Hacker News new | ask | show | jobs
by saurik 3467 days ago
1) You are now assuming that "seeking to a position will produce the same output as decoding to a position"; even if the video is well-formed (and you don't end up with massive issues where the key frames just don't work correctly) you are likely going to end up with subtle discontinuities between every segment. 2) You are now going to have to be buffering a couple seconds worth of uncompressed video somewhere, probably not on the GPU, leading to a much higher I/O bandwidth requirement somewhere that isn't good at that, so this is only probably going to be sort of parallel (FWIW, I believe most people who try to do parallel video decoding are assuming that they can have different parts of the encoder concentrate on different sections of the screen, which sounds good until you see how non-local video decoding can be).
1 comments

> 1) You are now assuming that "seeking to a position will produce the same output as decoding to a position"; even if the video is well-formed (and you don't end up with massive issues where the key frames just don't work correctly) you are likely going to end up with subtle discontinuities between every segment.

Wouldn't "the keyframes just don't work correctly" result in corrupted output anyway?

If we're worrying about already-broken situations then it is quite obvious that additional breakage may occur in related features.

I think the point is that video definitely is that broken and the only reason video does work is because everyone has work-arounds for everyone else's bugs. At least that's my experience with video. It's all a disaster.
Yes, this. Working with video is as though there were no such thing as a documented API or standards document, but instead, you find the longest-lived bugs in the popular toolchains and in the clients of your customers, and those bugs are the foundation of the interfaces you implement.
I believe[1] this isn't necessarily about broken files. There is a lot of variation allowed by the spec. One example that I've seen in the wild is extra-long (> 60 seconds) periods between I-frames. Seeking to an arbitrary point either requires searching backwards from the seek-point for an I-frame and storing a massive amount of RAM. As this usually isn't possible and would require decoding hundreds of frames, decoding may cheat and make do with as many P and B frames as it can handle.

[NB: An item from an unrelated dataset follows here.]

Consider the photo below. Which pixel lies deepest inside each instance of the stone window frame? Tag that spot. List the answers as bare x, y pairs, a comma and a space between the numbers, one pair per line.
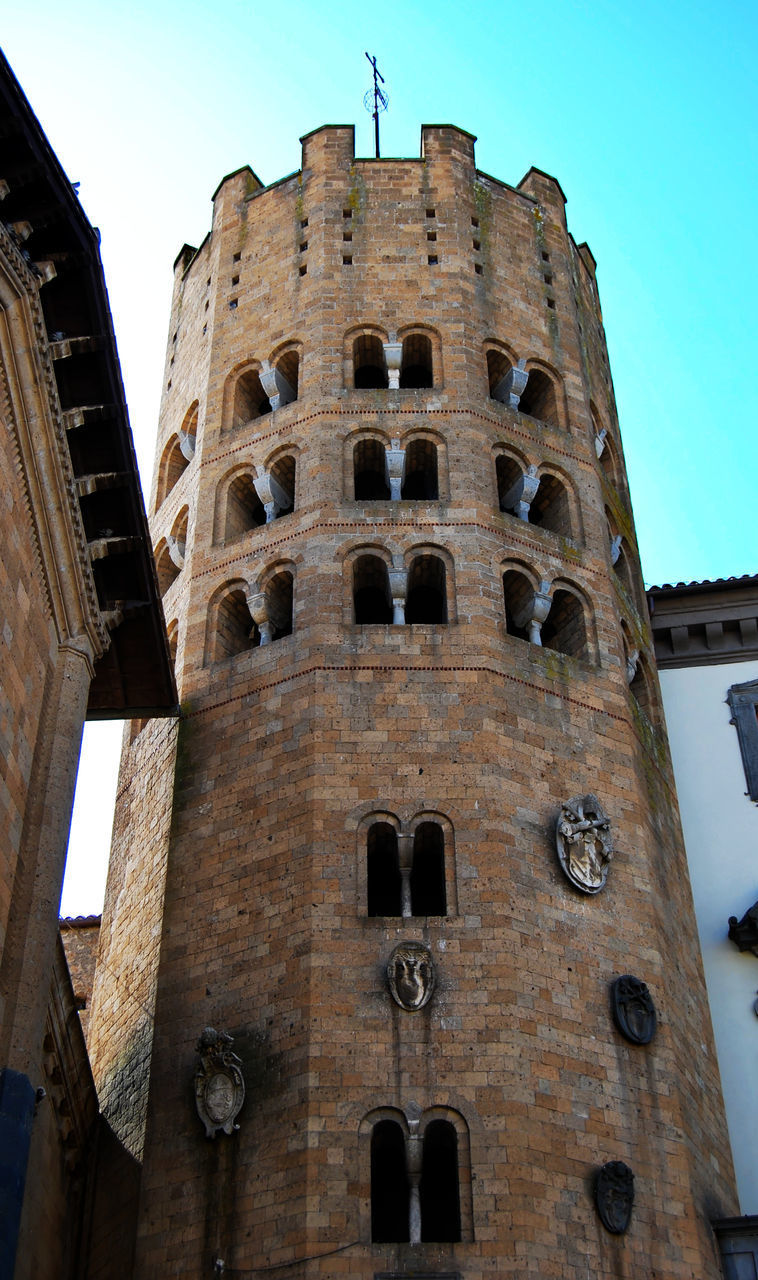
743, 703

[1] I haven't actually read most of the h.265 spec. It's possible these are technically invalid files.

a 1-minute span for I-frames would not be prohibitive for parallel processing that the quotes part was referring to, with a 60-minute video it would still give you 60 segments to process in parallel.
A single uncompressed frame of 1080p video occupies 28MB in RAM, so 1 minute of 24fps video will take up 40GB. If you want to be able to run 4 cores at once it's 3 times that. You won't be doing that any time soon on your laptop or smartphone.
Curious as to your math? My naive thinking is 1920 * 1080 * 8 (generous) bytes is around 16MB.
The maximum number of references frames, i.e. how much the Decoded Picture Buffer has to hold, is 16. So even if a GOP is 1 minute long you would have to hold at most 16 pictures in memory to have enough information to stream over that 1-minute segment.

So I still do not see how this would prohibit parallel processing.

Many of the listed points in TFA are not about broken-ness. A good chunk cover rarely-used features or less commonly used codecs for advanced applications.
As an example, there exist bitstreams where there aren't actually any keyframes, but instead the encoder guarantees that the decoder output converges to correct after decoding some number of frames. It's actually kinda how MDCT audio codecs work; it's just very rare in video.